El joven empuñó con fuerza la espada. Miró a los ojos de su padre, que no apartó la vista. Sus ojos se clavaron en él como un puñal.

—Supe que eras tú desde que vi tus ojos, hijo —dijo este, apenado—. Pensé que no volverías, recé para que olvidaras todo —imposible, lo sé— y que huyeras lejos; pero, el destino es amargo y ahora, como dos torpes desconocidos, hemos de luchar por algo impuesto por otros. Esos otros que, como tú conmigo, perseguí hasta darles caza. Y eso hice, ninguno pudo escapar de mi hierro. Ninguno.

—Yo…

El joven se abalanzó nuevamente, pero, esta vez, fue herido de mortalidad. La espada atravesó su pecho, quedando su cuerpo junto al de su padre, que gimió de tristeza. No miró a otro lado, tenía que cargar con el asesinato de su retoño, al igual que con el de su pueblo.

—Luché como pude, padre. Lo intenté… —susurró este, agonizante—. Mi objetivo… tu muerte…

—Lo sé, hijo. Lo sé.

Este acarició su pelo lentamente. Limpió las lágrimas de los ojos de Ulfr, cuya sangre manchaba la escena, agridulce. El joven, antes de fallecer, tomó ejemplo de su tío. Palpó el ropaje de su padre y ahí la halló: su daga. 

—Pero… 

El hombre, expectante, acercó su oído a su labio. 

—Tú también titubeaste… 

Y, con un movimiento rápido, clavó la daga bajo su mentón, atravesando su mandíbula. Este cayó desplomado al suelo, retorciéndose de dolor; Ulfr o Skell— observó, antes de caer, como su objetivo había sido cumplido, aunque le hubiese costado la vida.
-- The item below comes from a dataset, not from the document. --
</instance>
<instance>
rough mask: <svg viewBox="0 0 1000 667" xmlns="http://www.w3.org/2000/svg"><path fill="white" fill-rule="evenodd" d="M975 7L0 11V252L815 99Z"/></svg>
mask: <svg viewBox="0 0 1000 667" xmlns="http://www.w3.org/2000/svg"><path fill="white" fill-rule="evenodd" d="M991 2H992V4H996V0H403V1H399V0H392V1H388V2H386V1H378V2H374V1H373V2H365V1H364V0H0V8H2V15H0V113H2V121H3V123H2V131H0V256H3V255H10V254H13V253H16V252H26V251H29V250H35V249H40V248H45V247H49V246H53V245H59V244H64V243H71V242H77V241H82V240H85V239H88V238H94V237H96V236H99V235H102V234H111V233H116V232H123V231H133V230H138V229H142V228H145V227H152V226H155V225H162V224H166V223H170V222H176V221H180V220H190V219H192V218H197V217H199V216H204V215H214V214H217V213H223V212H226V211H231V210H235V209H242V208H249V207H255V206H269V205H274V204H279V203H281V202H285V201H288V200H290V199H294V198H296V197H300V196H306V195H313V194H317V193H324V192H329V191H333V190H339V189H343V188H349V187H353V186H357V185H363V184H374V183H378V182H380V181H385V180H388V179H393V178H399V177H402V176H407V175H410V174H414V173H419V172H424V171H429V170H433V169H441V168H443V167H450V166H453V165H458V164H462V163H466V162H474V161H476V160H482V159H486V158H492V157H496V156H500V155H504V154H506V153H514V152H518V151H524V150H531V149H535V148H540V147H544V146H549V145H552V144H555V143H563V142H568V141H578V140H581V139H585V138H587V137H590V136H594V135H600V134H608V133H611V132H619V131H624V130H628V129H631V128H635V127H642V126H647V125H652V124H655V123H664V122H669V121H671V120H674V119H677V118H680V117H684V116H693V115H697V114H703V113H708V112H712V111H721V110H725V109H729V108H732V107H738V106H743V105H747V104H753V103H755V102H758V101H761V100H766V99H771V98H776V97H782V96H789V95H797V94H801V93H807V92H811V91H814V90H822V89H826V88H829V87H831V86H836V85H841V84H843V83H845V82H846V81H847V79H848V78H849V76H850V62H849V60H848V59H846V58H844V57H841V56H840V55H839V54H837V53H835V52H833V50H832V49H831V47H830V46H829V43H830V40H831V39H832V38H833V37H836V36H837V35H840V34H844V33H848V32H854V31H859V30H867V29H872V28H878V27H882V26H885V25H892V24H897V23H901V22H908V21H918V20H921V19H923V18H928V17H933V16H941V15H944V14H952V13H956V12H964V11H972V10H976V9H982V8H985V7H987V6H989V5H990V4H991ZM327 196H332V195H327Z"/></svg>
Cuando su cuerpo chocó contra la tierra, Ulf el Valiente, guerrero nato, aún se encontraba consciente. No pudo hablar, pero, sorprendiendo al resto, que se acercaron temerosos, sonrió con orgullo al ver que su hijo había logrado vencerle.

Lo que sucedió después fue enterrado en la historia. El nombre de Skell fue devorado en el tiempo; sin embargo, y para los únicos que apreciaron aquella batalla, su memoria perduró en unos escritos que fueron enterrados a saber dónde, qué contaban como un huérfano como Skell acabó con la vida de un guerrero como lo fue Ulf, para muchos El Valiente; para otros, un cobarde más.